My first local reading is March 25, but I have others before:

~Reading, 6:30 pm, March 17, 2009, Grand Valley State University, Grand Rapids, MI
~Reading, 12:30 pm, March 19, 2009, Aquinas College, Grand Rapids
Debut Chicago reading of The Adventures of Cancer Bitch, Wed., March 25, 2009, 7:30 pm, Women & Children First Bookstore, 5233 N. Clark St. Chicago, IL 60640. Tel: 773.769.9299
~Reading, 7:30 pm, April 16, 2009, University of Alabama, Tuscaloosa
~Writing Workshop: The Joy Joy Joy of Repetition in Writing about Health, Medicine and the Body, 6-7:15 pm, Wed., April 29, 2009, The Examined Life: Writing & the Art of Medicine Conference, University of Iowa, Iowa City
~Pizza and conversation, "From Blog to Radio to Book," 12:30-1:30 p.m., May 14, 2009, Northwestern University Center for the Writing Arts, Evanston, IL

TBA: Loyola University Chicago; Program in Medical Humanities and Bioethics,
Feinberg School of Medicine

Older


I was talking on the phone to R today, and she told me about her hometown best friend who has a terrible blood disease. What is it? I asked. I was pretty sure what she would answer. I was right: Polycythemia vera. Oh, I have that, I said. Mine is almost asymptomatic, except that I get pins and needles from taking a shower or bath with water that hotter than warm, and I often have red cheeks. Oh, and I have to get my blood sucked out and disposed of every couple of months. The technical term is therapeutic phlebotomy. Her friend has it bad. Her friend's mother has it worse. She's had small strokes. Her friend had been feeling tired for the past two years and so now when she sees her mother's symptoms she imagines she's seeing her future. PCV isn't usually hereditary but in her case it is.

I felt very lucky and charmed even though I had terrible pins and needles for about 90 minutes after physical therapy one day for my Achilles tendonitis, caused by the rousing of my circulation.

The thing is we are all getting older and we are getting more and more diseases and injuries and conditions.
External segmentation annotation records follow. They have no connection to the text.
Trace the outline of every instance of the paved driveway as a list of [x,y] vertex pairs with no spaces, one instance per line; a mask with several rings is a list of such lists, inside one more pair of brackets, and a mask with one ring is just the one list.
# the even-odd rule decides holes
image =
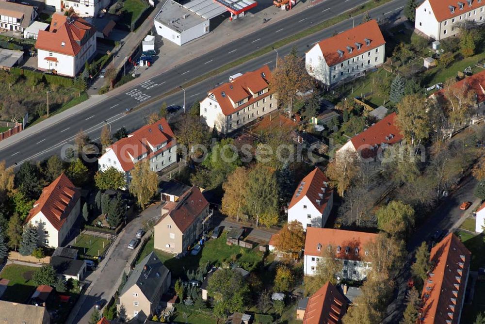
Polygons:
[[135,234],[145,220],[159,215],[161,205],[152,206],[129,223],[116,238],[113,245],[96,271],[86,278],[90,282],[69,316],[67,323],[88,323],[95,303],[100,299],[106,302],[118,289],[118,282],[129,261],[136,254],[136,250],[129,250],[127,245],[135,238]]

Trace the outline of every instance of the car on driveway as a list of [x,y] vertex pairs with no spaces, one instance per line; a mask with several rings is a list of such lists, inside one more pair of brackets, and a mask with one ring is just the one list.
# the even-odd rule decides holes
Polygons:
[[128,243],[128,248],[131,250],[134,250],[135,248],[138,246],[139,243],[140,243],[139,240],[133,239],[129,241],[129,243]]
[[200,244],[197,244],[195,245],[195,246],[194,247],[194,248],[192,249],[192,250],[190,251],[190,254],[193,256],[196,256],[197,254],[199,254],[199,252],[200,252],[200,250],[202,249],[202,246]]
[[469,201],[465,201],[464,203],[462,203],[462,204],[460,205],[460,209],[462,211],[466,211],[471,205],[471,203]]
[[138,231],[136,232],[136,234],[135,234],[135,236],[136,236],[138,239],[141,239],[144,235],[145,235],[145,231],[142,228],[140,228],[138,230]]

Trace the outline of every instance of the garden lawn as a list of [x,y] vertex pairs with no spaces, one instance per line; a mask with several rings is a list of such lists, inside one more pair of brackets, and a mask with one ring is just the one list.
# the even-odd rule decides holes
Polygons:
[[103,254],[104,250],[108,248],[110,243],[109,240],[104,238],[81,234],[78,236],[76,242],[73,246],[78,248],[78,249],[81,250],[81,254],[90,257],[97,257]]
[[16,303],[26,303],[35,290],[32,281],[32,275],[39,269],[20,264],[6,265],[0,273],[0,278],[10,281],[8,287],[2,296],[2,299]]
[[485,243],[482,234],[473,234],[464,231],[457,230],[455,234],[463,242],[467,248],[471,252],[471,262],[470,270],[477,271],[478,268],[485,265]]
[[[176,279],[184,275],[188,270],[195,270],[199,266],[208,262],[211,266],[218,266],[224,262],[235,259],[240,265],[251,270],[254,265],[262,260],[263,253],[257,246],[252,250],[240,246],[228,245],[226,243],[227,233],[225,232],[216,240],[210,239],[203,246],[202,251],[196,256],[190,253],[184,258],[177,259],[170,253],[155,250],[159,258],[172,272],[172,277]],[[137,263],[146,256],[153,249],[153,238],[146,243],[140,253]]]

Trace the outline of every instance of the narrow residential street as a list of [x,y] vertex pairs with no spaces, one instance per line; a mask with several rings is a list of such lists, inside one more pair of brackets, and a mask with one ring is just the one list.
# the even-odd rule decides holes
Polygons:
[[127,247],[128,243],[135,238],[135,234],[145,221],[159,216],[161,206],[157,204],[147,208],[118,234],[105,259],[86,278],[89,283],[71,312],[67,323],[89,323],[95,303],[100,300],[103,300],[105,303],[109,301],[118,289],[123,271],[136,254],[137,249]]

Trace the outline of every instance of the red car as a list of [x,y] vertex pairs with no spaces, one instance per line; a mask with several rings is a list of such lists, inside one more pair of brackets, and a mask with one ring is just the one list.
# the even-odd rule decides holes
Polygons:
[[468,209],[468,208],[470,207],[470,205],[471,205],[471,203],[469,202],[468,201],[465,201],[464,203],[463,203],[460,205],[460,209],[462,211],[466,211]]

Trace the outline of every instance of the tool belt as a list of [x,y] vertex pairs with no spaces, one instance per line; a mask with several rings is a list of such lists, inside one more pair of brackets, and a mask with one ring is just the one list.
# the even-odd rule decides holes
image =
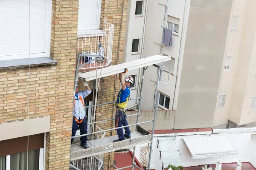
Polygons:
[[81,120],[80,120],[80,121],[79,120],[78,120],[78,119],[76,119],[76,117],[73,116],[74,117],[74,119],[75,119],[75,120],[76,121],[76,122],[77,122],[77,123],[81,123],[81,122],[83,122],[83,120],[84,120],[84,118],[83,118],[81,119]]

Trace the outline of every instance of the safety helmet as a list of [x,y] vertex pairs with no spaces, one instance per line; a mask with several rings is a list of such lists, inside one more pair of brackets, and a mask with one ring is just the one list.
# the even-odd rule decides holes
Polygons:
[[125,80],[126,82],[130,82],[132,84],[133,83],[134,79],[131,76],[126,76],[125,78]]

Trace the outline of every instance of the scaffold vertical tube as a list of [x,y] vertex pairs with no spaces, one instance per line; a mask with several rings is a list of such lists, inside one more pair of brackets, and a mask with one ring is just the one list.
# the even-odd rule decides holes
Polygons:
[[158,68],[158,76],[157,76],[157,96],[156,96],[156,99],[155,100],[155,111],[154,111],[154,121],[153,122],[153,127],[152,128],[152,133],[151,133],[151,139],[150,140],[150,150],[149,150],[149,158],[148,159],[148,169],[150,170],[150,160],[151,160],[151,154],[152,153],[152,148],[153,147],[153,139],[154,138],[154,127],[155,125],[155,120],[157,118],[157,105],[158,104],[158,102],[159,101],[159,95],[160,94],[160,83],[161,82],[161,79],[162,78],[162,72],[163,71],[162,65],[162,63],[160,63],[159,65],[159,67]]
[[[142,96],[142,88],[143,88],[143,82],[144,81],[144,74],[145,73],[145,68],[143,68],[143,71],[142,72],[142,78],[141,79],[141,84],[140,84],[140,99],[139,99],[139,105],[138,106],[138,112],[137,115],[137,120],[136,121],[136,123],[139,123],[139,116],[140,116],[140,105],[141,105],[141,96]],[[134,153],[132,156],[132,163],[134,164],[134,160],[135,159],[135,152],[136,152],[136,146],[134,146]],[[135,167],[133,167],[133,170],[135,170]]]

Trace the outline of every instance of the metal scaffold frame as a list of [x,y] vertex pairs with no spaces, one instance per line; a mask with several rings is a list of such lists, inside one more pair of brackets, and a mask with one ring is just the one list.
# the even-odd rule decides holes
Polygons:
[[[87,54],[87,56],[89,56],[90,55],[90,54]],[[170,57],[170,57],[170,58],[171,58]],[[79,69],[79,68],[81,68],[81,67],[82,67],[83,65],[81,65],[81,66],[79,65],[79,58],[80,57],[78,57],[76,69],[76,70],[75,80],[75,85],[74,85],[73,102],[75,102],[75,95],[76,88],[76,85],[77,84],[77,82],[78,80],[78,77],[77,77],[77,75],[78,75],[78,69]],[[103,59],[102,57],[99,57],[99,57],[97,56],[96,58],[94,60],[96,60],[96,61],[100,61],[100,62],[102,62],[103,60]],[[93,61],[93,60],[92,60],[92,61]],[[92,61],[89,61],[87,63],[91,62]],[[78,135],[78,136],[72,136],[71,139],[73,139],[73,138],[77,138],[77,137],[80,137],[84,136],[87,136],[87,135],[91,134],[93,135],[93,135],[94,135],[95,134],[97,134],[97,133],[99,133],[105,132],[106,132],[108,131],[115,130],[122,128],[125,128],[125,127],[130,127],[130,126],[132,126],[136,125],[137,127],[139,125],[140,125],[140,124],[143,124],[153,122],[152,130],[152,132],[151,133],[151,139],[150,139],[150,153],[149,153],[148,165],[148,169],[149,169],[150,167],[150,160],[151,159],[151,154],[152,153],[152,146],[153,146],[153,137],[154,137],[154,130],[155,123],[155,121],[154,120],[156,119],[156,116],[157,116],[157,105],[158,105],[158,101],[159,101],[159,99],[160,86],[161,84],[167,84],[169,82],[169,74],[169,74],[169,76],[168,76],[168,82],[166,83],[161,83],[161,77],[162,77],[162,72],[163,71],[163,67],[167,68],[168,68],[169,70],[169,72],[170,72],[170,69],[169,69],[169,68],[166,67],[163,67],[162,66],[162,62],[160,62],[159,63],[159,65],[157,65],[156,64],[153,64],[152,65],[157,67],[157,84],[156,85],[156,88],[157,89],[157,92],[155,94],[155,99],[154,100],[154,118],[153,120],[149,120],[149,121],[146,121],[146,122],[140,122],[140,123],[139,122],[139,116],[140,114],[140,109],[141,109],[141,99],[142,99],[142,91],[143,91],[143,85],[144,74],[145,74],[145,70],[146,69],[146,68],[145,68],[145,67],[143,67],[143,72],[142,72],[142,78],[141,82],[141,83],[140,84],[140,96],[139,96],[139,97],[138,97],[138,98],[130,99],[130,100],[139,100],[139,102],[138,102],[139,104],[138,104],[138,106],[137,113],[137,114],[133,114],[131,115],[129,115],[129,116],[127,116],[127,117],[130,117],[130,116],[137,116],[137,117],[136,123],[132,124],[132,125],[129,125],[127,126],[122,126],[122,127],[117,127],[117,128],[111,128],[111,129],[109,129],[105,130],[98,131],[97,132],[94,132],[94,130],[93,130],[93,132],[91,133],[87,133],[87,134],[83,134],[83,135]],[[85,63],[85,64],[84,64],[84,65],[85,65],[85,64],[87,64],[87,63]],[[97,69],[97,68],[96,69]],[[96,71],[97,71],[96,70]],[[97,73],[96,73],[96,74],[97,75]],[[100,77],[99,78],[99,79],[100,79]],[[97,82],[97,77],[96,78],[96,82]],[[98,86],[99,86],[99,85],[98,85]],[[97,82],[96,82],[96,88],[97,88]],[[102,104],[98,104],[98,105],[96,104],[95,105],[86,106],[84,108],[86,109],[86,108],[94,107],[94,111],[95,112],[96,108],[97,106],[103,105],[108,105],[108,104],[113,104],[113,103],[115,103],[115,102],[116,102],[114,101],[114,102],[109,102],[106,103],[102,103]],[[93,117],[93,118],[94,118],[94,117]],[[101,123],[101,122],[104,122],[113,120],[114,119],[115,119],[114,118],[112,118],[112,119],[108,119],[97,121],[97,122],[94,122],[94,119],[93,119],[93,120],[92,120],[93,122],[91,123],[89,123],[88,125],[93,125],[93,126],[94,124],[95,124],[96,123]],[[140,127],[139,127],[139,128],[142,128]],[[150,133],[149,133],[149,134]],[[121,168],[118,168],[117,167],[115,167],[114,165],[112,165],[112,166],[113,167],[114,167],[116,169],[116,170],[122,170],[123,169],[125,169],[125,168],[128,168],[128,167],[131,167],[133,170],[134,170],[135,168],[136,167],[139,169],[140,170],[142,170],[141,168],[140,168],[140,167],[139,167],[138,166],[137,166],[135,164],[134,164],[135,152],[136,152],[136,145],[134,145],[134,152],[133,152],[134,154],[133,154],[133,159],[132,159],[132,162],[131,162],[131,165],[130,166],[128,166],[128,167],[122,167]],[[91,148],[88,149],[90,149],[91,150],[91,156],[90,156],[91,159],[91,157],[93,156],[93,144],[91,149]],[[86,157],[86,156],[84,156],[84,157]],[[70,160],[71,160],[71,159],[71,159]],[[76,170],[79,170],[79,168],[74,167],[73,165],[71,164],[70,164],[70,167],[72,167],[73,168],[74,168],[75,169],[76,169]],[[90,169],[91,169],[91,168],[90,169]]]

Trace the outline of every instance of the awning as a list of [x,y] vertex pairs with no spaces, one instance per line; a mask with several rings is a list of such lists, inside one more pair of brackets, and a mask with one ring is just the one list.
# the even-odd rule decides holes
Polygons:
[[177,147],[175,137],[161,137],[158,138],[161,156],[165,168],[169,164],[178,167],[181,165],[179,150]]
[[229,156],[238,153],[226,136],[188,137],[183,139],[193,159]]
[[[157,64],[162,62],[164,62],[169,61],[171,60],[171,57],[170,56],[163,56],[157,55],[106,67],[102,69],[101,77],[106,77],[122,73],[124,71],[125,68],[128,68],[128,71],[129,72],[129,71],[130,70]],[[99,67],[98,68],[97,71],[97,79],[99,77],[101,71],[100,67]],[[96,71],[94,70],[93,71],[80,74],[79,76],[85,79],[84,80],[86,81],[95,79],[96,79]]]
R has had many, many health problems and said she's disconcerted by having so many of her friends cross the line to the illness side.

I found out last week that my friend P had had a month of bad reactions to a dental operation. I don't mind hearing about everyone's bodily status. At least not yet. I don't believe there's such a thing as TMI (too much information).

In grad school my friend D found a letter on the street written by one nun to another. The letter-writer detailed her bowel movements. At least in my circle, we haven't descended to such detail.

But I have to admit that PCV (I think that's the abbreviation used) does worry me. I fell on ice last week and got a huge bruise across my arm and it was warm to the touch. After panicking, which started after midnight, that it was going to turn into a blood clot, and talking to two emergency room nurses and then in the morning, to my hematologist's assistant, I calmed down.

For those of you who get midnight health panics, I recommend calling the Northwestern Memorial Hospital emergency room. The nurse at Illinois Masonic wouldn't give out any information.

Don't tell NMH that Cancer Bitch sent you.